- Abu Dabis Location within Iran
- Coordinates: 31°14′55″N 48°37′47″E﻿ / ﻿31.24861°N 48.62972°E
- Country: Iran
- Province: Khuzestan
- County: Karun
- District: Central
- City: Rabi

Population (2016)
- • Total: 1,404
- Time zone: UTC+3:30 (IRST)

= Abu Dabis =

Neighborhood in Khuzestan province, Iran

Abu Dabis (ابودبس) (Note: Also romanized as Ābū Dabis) is a neighborhood in the city of Rabi of the Central District of Karun County, Khuzestan province, Iran.

==Demographics==
===Population===
At the time of the 2006 National Census, the village's population was 1,475 in 294 households, when it was in Kut-e Abdollah Rural District of the Central District of Ahvaz County.

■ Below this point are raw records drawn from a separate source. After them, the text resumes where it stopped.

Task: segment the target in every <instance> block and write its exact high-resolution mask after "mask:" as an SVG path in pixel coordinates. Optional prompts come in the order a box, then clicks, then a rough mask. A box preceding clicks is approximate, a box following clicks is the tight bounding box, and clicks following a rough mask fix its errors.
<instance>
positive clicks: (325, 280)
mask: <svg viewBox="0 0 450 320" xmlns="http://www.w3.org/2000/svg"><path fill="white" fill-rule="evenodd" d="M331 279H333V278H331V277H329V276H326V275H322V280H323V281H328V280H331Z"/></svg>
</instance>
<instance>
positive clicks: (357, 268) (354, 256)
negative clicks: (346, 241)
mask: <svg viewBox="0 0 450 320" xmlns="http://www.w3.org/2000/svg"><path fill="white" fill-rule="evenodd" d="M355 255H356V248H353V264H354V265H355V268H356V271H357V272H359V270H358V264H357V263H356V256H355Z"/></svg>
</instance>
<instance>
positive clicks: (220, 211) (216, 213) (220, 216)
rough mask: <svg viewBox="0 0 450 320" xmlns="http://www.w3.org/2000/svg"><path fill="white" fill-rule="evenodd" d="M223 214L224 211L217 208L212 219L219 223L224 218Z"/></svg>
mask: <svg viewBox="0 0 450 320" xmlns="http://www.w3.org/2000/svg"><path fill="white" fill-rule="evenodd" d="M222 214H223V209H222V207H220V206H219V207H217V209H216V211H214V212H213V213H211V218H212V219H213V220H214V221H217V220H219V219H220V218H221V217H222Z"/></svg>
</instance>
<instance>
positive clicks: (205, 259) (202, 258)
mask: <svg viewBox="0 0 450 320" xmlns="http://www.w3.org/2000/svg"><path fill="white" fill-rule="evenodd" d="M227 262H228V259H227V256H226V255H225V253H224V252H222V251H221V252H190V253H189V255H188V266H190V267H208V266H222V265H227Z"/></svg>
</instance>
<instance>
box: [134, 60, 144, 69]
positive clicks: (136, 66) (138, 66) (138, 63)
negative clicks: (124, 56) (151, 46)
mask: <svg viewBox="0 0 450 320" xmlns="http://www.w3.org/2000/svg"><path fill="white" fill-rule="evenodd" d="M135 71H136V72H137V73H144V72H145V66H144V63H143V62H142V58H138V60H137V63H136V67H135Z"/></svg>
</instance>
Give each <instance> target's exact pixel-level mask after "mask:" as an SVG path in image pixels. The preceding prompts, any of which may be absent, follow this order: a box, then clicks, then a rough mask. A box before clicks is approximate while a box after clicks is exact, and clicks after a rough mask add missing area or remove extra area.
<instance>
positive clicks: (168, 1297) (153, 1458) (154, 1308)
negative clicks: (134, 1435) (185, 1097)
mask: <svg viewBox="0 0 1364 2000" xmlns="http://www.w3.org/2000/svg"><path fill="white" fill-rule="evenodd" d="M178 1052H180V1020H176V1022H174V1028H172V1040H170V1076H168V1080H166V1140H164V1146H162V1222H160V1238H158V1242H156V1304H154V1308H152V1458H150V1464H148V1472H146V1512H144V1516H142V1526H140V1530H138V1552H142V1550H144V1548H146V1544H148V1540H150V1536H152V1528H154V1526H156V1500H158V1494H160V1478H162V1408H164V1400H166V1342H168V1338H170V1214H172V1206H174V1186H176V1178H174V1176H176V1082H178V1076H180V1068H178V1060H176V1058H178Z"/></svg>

The following census in 2011 counted 1,427 people in 348 households, The 2016 census measured the population of the village as 1,404 people in 392 households, by which time the rural district had been separated from the county in the establishment of Karun County and was transferred to the new Central District.

In 2017, the villages of Abu Dabis, Amireh, Jongiyeh, and Kuy-e Vali Aser were merged to form the new city of Rabi.